An attorney who previously sued San Juan County on behalf of Navajos and Utes living there has gone back to court alleging that race discrimination still permeates the jury selection process.
Eric Swenson, Monticello, said trials are still being held using an old jury selection process that unfairly excludes American Indians who he said comprise about 60 of the population.Additionally, he said the state is dragging its feet in preparing updated lists of potential jurors.
"They insist on the right to continue trying people using the old lists. That really is the point of controversy among us. They think they should take all the time in the world to fix things, but I don't think they should continue to break they law while they're doing it," Swenson said.
But a state official said new lists are in use, the state is working cooperatively with the Navajo Nation on the issue and that Swenson is jumping the gun.
"We've told Eric the whole story, kept him apprised, asked him to please provide us with information as to why he thinks there is a discrepancy. We wanted information as to how he arrived at his figures and his response was `We'll see you in court,' " said Brent Johnson, general counsel for the Administrative Office of the Courts.
"To have a response in th manner is pretty frustrating," Johnson said.
Johnson said the Judicial Council has worked closely with the Navajo Nation to get tribal registration lists.
Johnson also disputes that the original lists were improper, but said the Judicial Council is renovating the selection process because it's the right thing to do -not because of any legal action by Swenson.
"We think we're breaking new ground here," Johnson said.
Swenson originally represented a local resident, Loren Crank Jr., and then all Indians living in the county in a 1993 class action suit against the Utah Judicial Council and three 7th District judges: Lyle Anderson, Bryce Bryner and Bruce Haliday.
The suit contended that no American Indian showed up on a jury pool list from 1932 to 1970 despite the fact that members of the Ute and Navajo tribes at that time made up about half the population.

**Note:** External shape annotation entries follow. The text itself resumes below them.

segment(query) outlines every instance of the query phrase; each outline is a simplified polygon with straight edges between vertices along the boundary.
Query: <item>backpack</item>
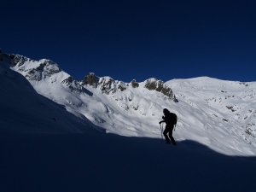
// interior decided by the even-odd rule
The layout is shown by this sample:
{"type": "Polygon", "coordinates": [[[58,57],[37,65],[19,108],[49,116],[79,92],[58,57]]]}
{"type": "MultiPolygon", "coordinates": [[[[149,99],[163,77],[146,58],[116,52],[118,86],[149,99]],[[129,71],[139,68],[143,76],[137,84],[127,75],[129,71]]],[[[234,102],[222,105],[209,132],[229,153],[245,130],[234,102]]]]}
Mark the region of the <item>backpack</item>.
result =
{"type": "Polygon", "coordinates": [[[177,124],[177,115],[173,113],[168,113],[166,115],[166,124],[173,125],[176,126],[177,124]]]}
{"type": "Polygon", "coordinates": [[[170,113],[170,117],[171,117],[172,124],[176,126],[176,124],[177,124],[177,115],[176,115],[176,113],[170,113]]]}

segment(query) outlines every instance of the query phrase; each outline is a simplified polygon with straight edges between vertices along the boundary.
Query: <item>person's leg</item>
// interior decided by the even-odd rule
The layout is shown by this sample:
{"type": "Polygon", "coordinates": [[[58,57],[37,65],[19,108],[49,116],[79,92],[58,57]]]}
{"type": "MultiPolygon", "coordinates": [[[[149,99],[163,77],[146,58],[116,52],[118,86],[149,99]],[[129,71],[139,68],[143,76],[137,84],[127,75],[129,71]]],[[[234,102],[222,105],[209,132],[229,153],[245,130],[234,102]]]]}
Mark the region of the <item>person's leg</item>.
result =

The suit was settled and, while the Judicial Council did not admit any wrongdoing, court officials agreed to develop a more representative jury pool beginning in 1997.
But Swenson said it's still business as usual in the San Juan County courts.
"The experimental lists (provided by the Judicial Council) are for discussion purposes to determine whether procedures they're using will achieve the desired result," Swenson said. When it comes to trials, "They continue to use the same lists that greatly underrepresent the Native Americans."
Further, Swenson said he has been the one to make overtures to the Judicial Council to resolve the matter. "I've asked them to indicate some willingness to settle the issue," he said. "They didn't indicate any interest in me forwarding any settlement proposals to them."
As a result, Swenson and the ACLU filed papers May 5 claiming that discriminatory practices still exist and asked that Judge David E. Roth of Ogden, who is presiding over the matter, schedule this for trial.
One issue appears to be how the numbers are calculated.
The consent decree that resulted from the 1993 action called for the Judicial Council to produce lists that are within 5 percent of the estimated percentage of American Indians living there.
Johnson said this has been achieved and said he "strongly disputes" Swenson's claim that current lists do not accurately reflect the Indian population.
But Swenson said his calculations show the lists fall short by as much as 18 percent.